Timika (ANTARA) - Gereja Katolik Keuskupan Timika, Papua, sejak Selasa pagi, mengirimkan bantuan bahan kebutuhan pokok ke Paroki Bilogai, Kabupaten Intan Jaya.
Ketua Pengembangan Sumber Daya Ekonomi (PSE) Keuskupan Timika Beni Meo di Timika, Selasa, mengatakan untuk pengiriman perdana ini sebanyak 1.210 kg atau 1,2 ton bahan kebutuhan pokok diangkut dari Timika ke Sugapa, Intan Jaya, menggunakan maskapai Alda Air yang disewa oleh Kesukupan Timika.
“Bahan pokok yang kami kirim hari ini terdiri dari beras, mi instan, gula, kopi dan bahan makanan lain. Seharusnya bisa sampai 1,3 ton yang bisa diangkut. Kami dari Keuskupan Timika mengirim Pastor Rinto Dumatubun ikut ke Sugapa untuk memastikan bantuan yang dikirim ini bisa sampai ke tempat tujuan maka muatan kami kurangi,” kata Beni.
Beni mengatakan pengiriman bantuan kemanusiaan ke Kabupaten Intan Jaya akan terus dilakukan.
Bahan pokok yang berasal dari sumbangan umat dan berbagai komunitas di Timika kini sebagian ditampung di Gudang Koperasi Maria Bintang Laut Keuskupan Timika yang rencananya dikirim dalam empat kali penerbangan lagi.
Rudolf Kambayong selaku administrator Sekretariat Keadilan dan Perdamaian (SKP) Keuskupan Timika menjelaskan, bahan pokok yang dikirim untuk para pengungsi di Bilogai ini merupakan sumbangan dari berbagai kalangan baik dalam bentuk uang tunai maupun barang.
“Sumbangan dari umat Paroki Katedral Tiga Raja, Paroki Sempan, Kuasi Paroki Santa Sesilia SP2, Paroki SP 3, umat katolik di SP1, para guru dan murid SMA YPPK Tiga Raja. Ada dari berbagai kelompok seperti kelompok Karismatik Keuskupan Jayapura, karyawan PT Freeport Indonesia, Konferensi Wali Gereja Indonesia, Keuskupan Jayapura,” tutur Rudolf.
Saul Wanimbo selaku Direktur SKP Keuskupan Timika mengungkapkan pengungsi yang saat ini mengungsi di Komplek Paroki Bilogai, Kabupaten Intan Jaya, sebanyak seribuan jiwa lebih yang terdiri dari orang dewasa dan anak-anak.

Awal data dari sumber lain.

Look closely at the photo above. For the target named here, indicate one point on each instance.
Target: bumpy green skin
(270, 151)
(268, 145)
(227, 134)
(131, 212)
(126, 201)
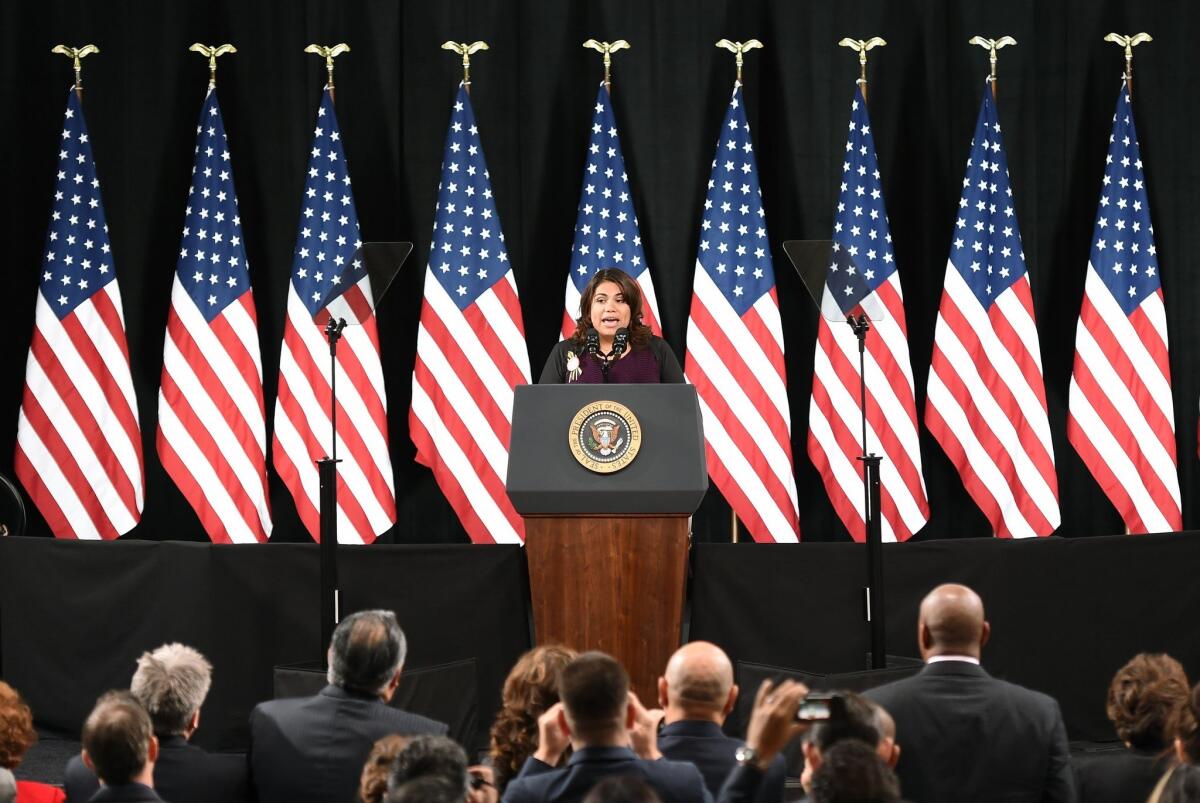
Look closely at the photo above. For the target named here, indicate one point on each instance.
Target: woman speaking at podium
(611, 343)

“Memang sebagian ada yang pulang ke kampung namun kembali lagi untuk berlindung di Komplek Paroki Bilogai karena situasi keamanan belum kondusif,” ujarnya.

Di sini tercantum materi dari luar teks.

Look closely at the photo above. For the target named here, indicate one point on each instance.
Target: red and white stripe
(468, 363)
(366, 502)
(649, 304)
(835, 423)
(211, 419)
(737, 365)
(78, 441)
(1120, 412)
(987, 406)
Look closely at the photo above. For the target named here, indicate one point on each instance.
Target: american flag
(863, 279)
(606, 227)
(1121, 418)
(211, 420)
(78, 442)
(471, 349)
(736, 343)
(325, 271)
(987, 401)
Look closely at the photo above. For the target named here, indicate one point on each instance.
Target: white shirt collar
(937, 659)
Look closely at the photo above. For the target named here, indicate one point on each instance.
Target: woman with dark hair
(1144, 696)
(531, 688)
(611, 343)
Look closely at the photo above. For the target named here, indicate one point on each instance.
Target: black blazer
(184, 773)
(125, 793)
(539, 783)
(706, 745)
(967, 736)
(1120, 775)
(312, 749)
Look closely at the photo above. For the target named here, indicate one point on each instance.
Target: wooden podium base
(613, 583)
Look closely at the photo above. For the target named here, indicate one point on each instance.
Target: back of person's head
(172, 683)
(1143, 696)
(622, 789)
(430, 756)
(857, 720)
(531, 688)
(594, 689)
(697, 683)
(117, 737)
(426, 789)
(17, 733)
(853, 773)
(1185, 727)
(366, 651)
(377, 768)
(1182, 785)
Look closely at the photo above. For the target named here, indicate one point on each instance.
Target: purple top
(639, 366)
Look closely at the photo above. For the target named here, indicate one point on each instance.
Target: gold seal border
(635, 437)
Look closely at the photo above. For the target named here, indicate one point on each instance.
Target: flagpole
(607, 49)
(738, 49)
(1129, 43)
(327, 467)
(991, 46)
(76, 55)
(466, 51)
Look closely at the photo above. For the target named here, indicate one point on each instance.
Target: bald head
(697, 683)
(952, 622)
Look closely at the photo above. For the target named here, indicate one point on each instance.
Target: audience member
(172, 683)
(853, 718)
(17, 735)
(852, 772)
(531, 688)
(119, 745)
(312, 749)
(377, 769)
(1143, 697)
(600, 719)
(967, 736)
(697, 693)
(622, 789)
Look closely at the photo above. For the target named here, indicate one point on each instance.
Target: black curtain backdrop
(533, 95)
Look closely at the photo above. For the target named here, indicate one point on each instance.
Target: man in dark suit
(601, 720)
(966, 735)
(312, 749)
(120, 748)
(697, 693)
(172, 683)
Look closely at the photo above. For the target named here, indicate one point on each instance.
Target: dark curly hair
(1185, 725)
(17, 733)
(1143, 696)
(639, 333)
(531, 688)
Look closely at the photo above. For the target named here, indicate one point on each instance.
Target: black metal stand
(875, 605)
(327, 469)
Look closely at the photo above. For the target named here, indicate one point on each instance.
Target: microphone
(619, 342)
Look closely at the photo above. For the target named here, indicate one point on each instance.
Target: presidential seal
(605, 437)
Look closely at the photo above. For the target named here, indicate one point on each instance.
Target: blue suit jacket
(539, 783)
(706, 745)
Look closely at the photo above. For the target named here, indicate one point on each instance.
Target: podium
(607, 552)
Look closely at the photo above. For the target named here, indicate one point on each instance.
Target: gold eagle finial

Saul menjelaskan warga Intan Jaya memilih mengungsi sejak pertengahan 2020. Mereka memilih mengungsi ke sejumlah kabupaten tetangga seperti ke Nabire dan Paniai termasuk di Timika.
Namun Saul mengakui Keuskupan Timika belum bisa mengidentifikasi warga Intan Jaya yang mengungsi ke Timika. Sementara itu warga yang mengungsi di Paniai diduga sudah pindah ke Nabire.

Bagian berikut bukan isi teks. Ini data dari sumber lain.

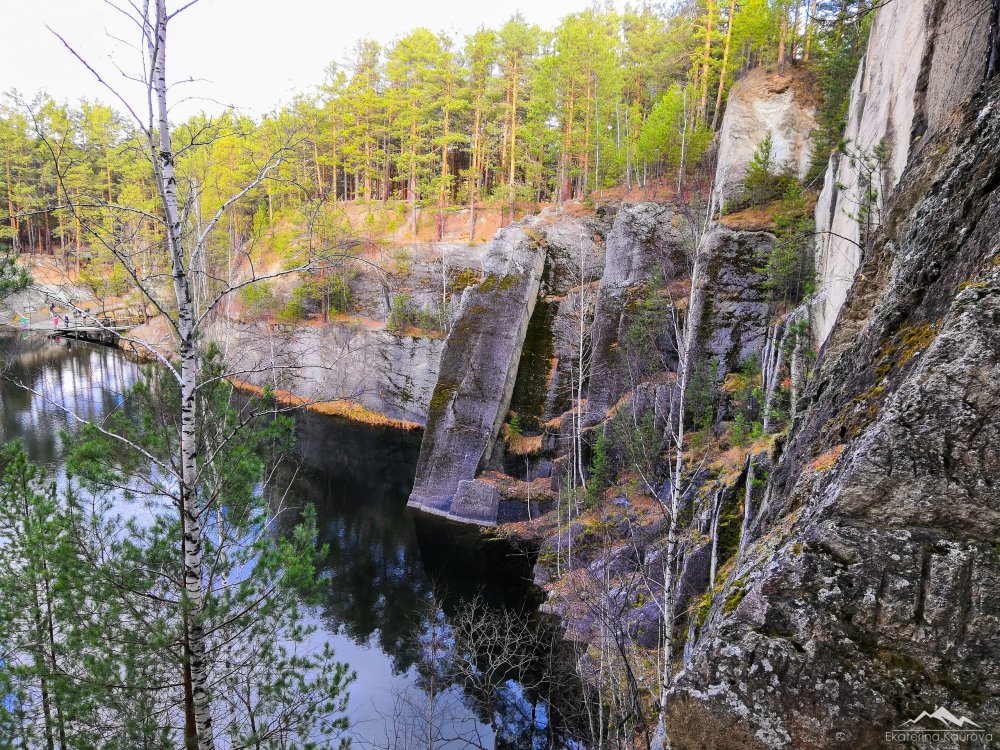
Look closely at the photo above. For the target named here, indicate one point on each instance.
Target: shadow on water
(386, 562)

Pengumpulan bantuan ini, katanya, bukan saja difokuskan kepada warga Intan Jaya yang mengungsi di Paroki Bilogai tetapi juga yang saat ini ada di Nabire dan menumpang di rumah keluarga atau kerabat.
Pihak Keuskupan Timika berharap ketua-ketua kombas di Paniai dan Timika bisa berinisiatif mendeteksi pengungsi warga Intan Jaya yang berada di Timika dan Paniai.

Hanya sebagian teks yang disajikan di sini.